Blessée au mollet, la pivot ne pourra poursuivre le Mondial. Une tuile pour l’équipe belge qui perd son métronome.

Christelle Warnotte
Que peuvent espérer les Belgian Cats sans Emma Meesseman ?

Le coup est dur, rude, difficile à encaisser et on l’imagine, encore plus pour la principale intéressée qui doit faire une croix sur le reste de la Coupe du monde, disputée en ce moment en Australie.

Emma Meesseman ne pourra aider ses coéquipières en quart de finale. Après avoir sollicité sa sortie du terrain dans le duel face à la Bosnie-Herzégovine à l’entame du troisième quart-temps, l’intérieure flandrienne de 29 ans n’est plus remontée au jeu.

Un examen IRM passé à l’hôpital ce lundi confirmait la crainte du staff médical : la capitaine des Cats souffre d’une blessure au niveau du muscle profond du mollet gauche. "La réhabilitation va maintenant commencer sous les soins du personnel médical des Cats. La durée de l’absence de Meesseman n’a pas encore été déterminée.

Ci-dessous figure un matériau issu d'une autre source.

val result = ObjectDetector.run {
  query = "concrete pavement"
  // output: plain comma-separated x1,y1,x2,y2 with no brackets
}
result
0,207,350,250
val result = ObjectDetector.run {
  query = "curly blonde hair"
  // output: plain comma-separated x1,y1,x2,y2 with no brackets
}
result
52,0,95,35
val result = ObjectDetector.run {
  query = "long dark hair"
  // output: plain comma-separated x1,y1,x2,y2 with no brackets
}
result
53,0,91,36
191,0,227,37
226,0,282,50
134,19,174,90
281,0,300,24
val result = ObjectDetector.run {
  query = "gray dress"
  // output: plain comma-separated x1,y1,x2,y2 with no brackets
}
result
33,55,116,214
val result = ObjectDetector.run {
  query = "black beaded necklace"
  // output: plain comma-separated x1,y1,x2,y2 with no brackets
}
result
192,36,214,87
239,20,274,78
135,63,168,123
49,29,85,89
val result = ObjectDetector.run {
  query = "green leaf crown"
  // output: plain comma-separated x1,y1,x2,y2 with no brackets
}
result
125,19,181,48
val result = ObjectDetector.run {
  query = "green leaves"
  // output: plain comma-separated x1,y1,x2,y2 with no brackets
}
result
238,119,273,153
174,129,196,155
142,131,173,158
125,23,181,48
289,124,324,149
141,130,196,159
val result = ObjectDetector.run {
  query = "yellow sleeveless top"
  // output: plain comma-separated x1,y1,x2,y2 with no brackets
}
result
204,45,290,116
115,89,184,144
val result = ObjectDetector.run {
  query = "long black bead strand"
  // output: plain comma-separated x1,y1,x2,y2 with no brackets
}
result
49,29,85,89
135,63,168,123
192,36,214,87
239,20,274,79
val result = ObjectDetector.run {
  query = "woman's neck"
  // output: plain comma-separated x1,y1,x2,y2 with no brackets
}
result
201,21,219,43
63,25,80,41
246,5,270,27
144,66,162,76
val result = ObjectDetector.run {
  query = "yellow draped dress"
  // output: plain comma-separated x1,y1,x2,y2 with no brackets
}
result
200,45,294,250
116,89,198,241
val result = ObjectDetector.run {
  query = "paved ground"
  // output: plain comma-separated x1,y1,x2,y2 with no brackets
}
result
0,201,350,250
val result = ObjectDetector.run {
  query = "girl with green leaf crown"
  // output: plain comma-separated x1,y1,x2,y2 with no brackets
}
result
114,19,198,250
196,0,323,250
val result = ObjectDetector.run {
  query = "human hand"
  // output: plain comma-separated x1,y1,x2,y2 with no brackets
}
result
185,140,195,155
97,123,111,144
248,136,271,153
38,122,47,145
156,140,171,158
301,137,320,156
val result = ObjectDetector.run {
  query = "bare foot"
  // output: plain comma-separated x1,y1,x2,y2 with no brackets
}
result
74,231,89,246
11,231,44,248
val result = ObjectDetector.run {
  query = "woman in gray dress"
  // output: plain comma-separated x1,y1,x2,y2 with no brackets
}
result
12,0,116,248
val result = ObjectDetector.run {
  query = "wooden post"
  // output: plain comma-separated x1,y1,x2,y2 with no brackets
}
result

Cela dépend en grande partie du déroulement de la réhabilitation", a indiqué la fédération belge lundi dans un communiqué.

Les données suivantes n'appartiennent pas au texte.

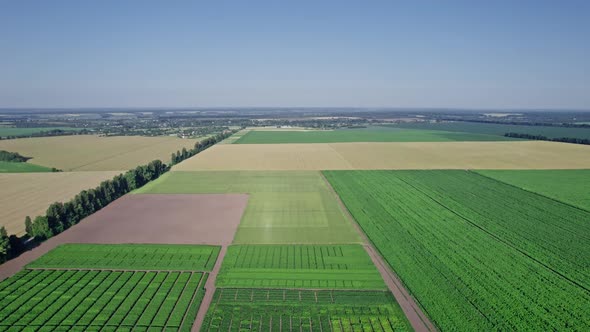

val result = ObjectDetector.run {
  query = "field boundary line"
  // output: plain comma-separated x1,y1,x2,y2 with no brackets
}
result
467,169,590,213
100,272,147,331
193,245,228,332
25,267,215,273
131,272,173,331
33,271,94,326
400,174,590,292
164,272,197,330
320,171,437,332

La Belgique est-elle K.O. ? Non, elle est groggy mais pas K.O. Il est évident que la qualification pour les demi-finales sera très compliquée à aller chercher sans l’aide de son intérieure qui, si elle a moins alimenté le marquoir jusque-là, s’est mise au service de l’équipe à du 200 %, se démenant en défense, distillant de nombreuses passes (6,3 assists de moyenne) et apportant de la stabilité et de la fluidité dans le jeu.

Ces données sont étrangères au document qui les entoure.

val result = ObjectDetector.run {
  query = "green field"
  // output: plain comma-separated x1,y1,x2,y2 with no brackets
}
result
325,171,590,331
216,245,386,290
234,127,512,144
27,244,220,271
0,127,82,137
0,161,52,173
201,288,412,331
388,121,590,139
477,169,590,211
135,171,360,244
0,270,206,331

Sans aller jusqu’à parler d’une "Meesseman dépendance", il faut tout de même avouer que la Belgique sans elle ne peut rivaliser de la même façon avec les grandes nations du basket. Et on ne parle pas uniquement des qualités techniques et tactiques de la joueuse, mais également de son mental, de son altruisme. Meesseman sur un terrain rassure, calme le jeu lorsque c’est nécessaire, encourage, conseille. C’est le métronome de l’équipe et elle est actuellement irremplaçable dans ce registre.

Que peut désormais espérer l’équipe belge pour la suite du tournoi ? En sport, tout est possible et un collectif peut bousculer des montagnes. Dès lors, il est permis de rêver, d’autant qu’à l’exception du jour sans face à la Corée, la Belgique a plutôt livré une belle copie jusqu’à présent dans ce tournoi.

Le facteur X ?

Kyara Linskens est actuellement au top de sa forme, elle a les capacités et le physique pour imposer sa griffe dans la raquette. Rappelons aussi que l’équipe belge a déjà connu une situation identique par le passé et Billie Massey s’en était sortie avec les honneurs. La Belgique peut aussi compter sur ses shooteuses pour la sortir d’un mauvais pas et sur la fougue et la détermination des espoirs du basket belge, à l’image de Maxuella Lisowa.

Versée dans le groupe A, la Belgique évitera les USA et la Chine en quart de finale, soit les deux formations qui font office de grandissime favori dans cette compétition. Le coup est donc jouable, pour autant que les joueuses de Valéry Demory se démènent en défense, impriment un rythme rapide et limitent les pertes de balle, trop nombreuses jusqu’à présent.

Sans pression

Et puis, et c’est sans doute un élément déterminant, les Cats ont d’ores et déjà atteint leur objectif : une place dans le top 8 mondial. Le reste, c’est du bonus pour cette équipe en reconstruction. La pression, elle doit donc être dans les rangs de l’adversaire, pas chez les Belges.